Le marchand de lunettes (et mes autres histoires juives) – Avis +

Présentation de l’éditeur

Deux Juifs, Kohn et Grün, se rencontrent rue Dob, à Budapest dans le temps, dans le temps mauvais, dans l’un de ces très nombreux temps mauvais quand il fallait trembler, craindre pour sa famille, ses biens, son travail, sa vie (dans cet ordre). Kohn chuchote à Grün :

– As-tu entendu que des jumeaux otaries sont nés au zoo d’Oslo ?

Grün, inquiet, se rapproche de Kohn et lui murmure tout bas à l’oreille :

– Non, je ne l’ai pas entendu. Mais dis-moi, Kohn, c’est bon pour nous, ça ?
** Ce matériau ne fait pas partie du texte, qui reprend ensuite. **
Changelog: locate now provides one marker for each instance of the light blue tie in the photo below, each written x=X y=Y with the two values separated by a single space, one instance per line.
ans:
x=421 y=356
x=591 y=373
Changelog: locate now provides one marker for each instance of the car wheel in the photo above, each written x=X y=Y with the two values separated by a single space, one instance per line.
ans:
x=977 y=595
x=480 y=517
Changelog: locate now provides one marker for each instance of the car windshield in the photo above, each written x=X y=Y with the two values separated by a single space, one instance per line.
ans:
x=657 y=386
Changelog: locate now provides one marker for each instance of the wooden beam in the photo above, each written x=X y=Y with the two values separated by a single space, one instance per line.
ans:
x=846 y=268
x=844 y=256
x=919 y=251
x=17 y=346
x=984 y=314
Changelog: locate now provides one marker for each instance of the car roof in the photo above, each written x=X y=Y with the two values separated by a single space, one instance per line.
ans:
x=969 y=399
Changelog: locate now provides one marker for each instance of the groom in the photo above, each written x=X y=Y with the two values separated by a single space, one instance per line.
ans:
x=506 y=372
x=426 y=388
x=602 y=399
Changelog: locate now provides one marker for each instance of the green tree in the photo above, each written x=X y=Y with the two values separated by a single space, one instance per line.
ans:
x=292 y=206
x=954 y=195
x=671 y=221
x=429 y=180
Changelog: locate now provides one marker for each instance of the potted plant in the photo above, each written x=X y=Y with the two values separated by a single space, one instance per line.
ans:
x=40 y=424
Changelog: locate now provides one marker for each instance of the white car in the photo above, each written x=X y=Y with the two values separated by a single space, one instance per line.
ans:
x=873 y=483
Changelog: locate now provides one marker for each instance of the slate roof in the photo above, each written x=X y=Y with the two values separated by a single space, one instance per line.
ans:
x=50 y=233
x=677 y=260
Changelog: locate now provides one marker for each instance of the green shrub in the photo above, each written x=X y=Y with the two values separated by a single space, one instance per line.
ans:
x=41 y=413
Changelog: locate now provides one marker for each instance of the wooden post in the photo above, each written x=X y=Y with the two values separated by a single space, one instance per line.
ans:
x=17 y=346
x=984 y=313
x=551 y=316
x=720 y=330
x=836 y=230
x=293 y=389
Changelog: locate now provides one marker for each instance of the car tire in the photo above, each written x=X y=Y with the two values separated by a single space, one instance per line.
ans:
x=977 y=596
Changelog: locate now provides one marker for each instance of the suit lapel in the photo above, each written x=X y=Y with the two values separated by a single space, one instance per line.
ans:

L’argent, la religion, la famille, l’ambition, la richesse, la pauvreté, l’amour, les traditions, l’Histoire… Vingt-neuf nouvelles aussi drôles que cruelles racontées par Adam Biro, devenu au fil de la plume un «marchand de lunettes» facétieux qui contemple avec tendresse celui qui est la cible de tant de plaisanteries savoureuses : le Juif.

Rien n’est épargné au lecteur. Tout, ici, est une question d’interprétation… juive !

Avis de Marnie

Brillante idée que de reprendre vingt-neuf histoires juives extrêmement connues que l’on se transmet de génération en génération, d’amis en collègues, de Belges aux Corses, et que l’auteur prend la peine d’étirer, d’élargir, d’approfondir avec un humour savoureux pour retranscrire de façon captivante ce que l’on pourrait pompeusement appeler l’essence de l’âme juive. La réussite est au rendez-vous !

Pour mieux expliquer ce qu’a voulu faire l’auteur, il faut expliquer qu’il est Juif, né à Budapest en Hongrie, qu’il a quitté en 1956 pour Genève. Il vit à Paris où il rédige une maison d’édition de livres d’art… Il est nécessaire d’évoquer ce passé cosmopolite, puisque l’auteur, par petites pensées plus ou moins profondes, plus ou moins humoristiques, plus ou moins politiques, plus ou moins de bonne ou de mauvaise foi, ne se sent chez lui nulle part, comme tout Juif errant. D’une Hongrie où l’on a expulsé les Juifs au Moyen-Age (comme en France ou en Angleterre…) à 1920 où le traité de Trianon définit les frontières d’un pays qui a perdu la guerre, amputé de deux tiers du territoire (la Transylvanie est donnée à la Roumanie, la Croatie, la Bosnie-Herzégovine et la Voïvodine sont rattachés à la Serbie et la Ruthénie et la Slovaquie rejoignent la Tchécoslovaquie), et qui après la Seconde guerre mondiale fait partie du bloc communiste, ce pays perd alors son identité avec un bouc-émissaire tout trouvé…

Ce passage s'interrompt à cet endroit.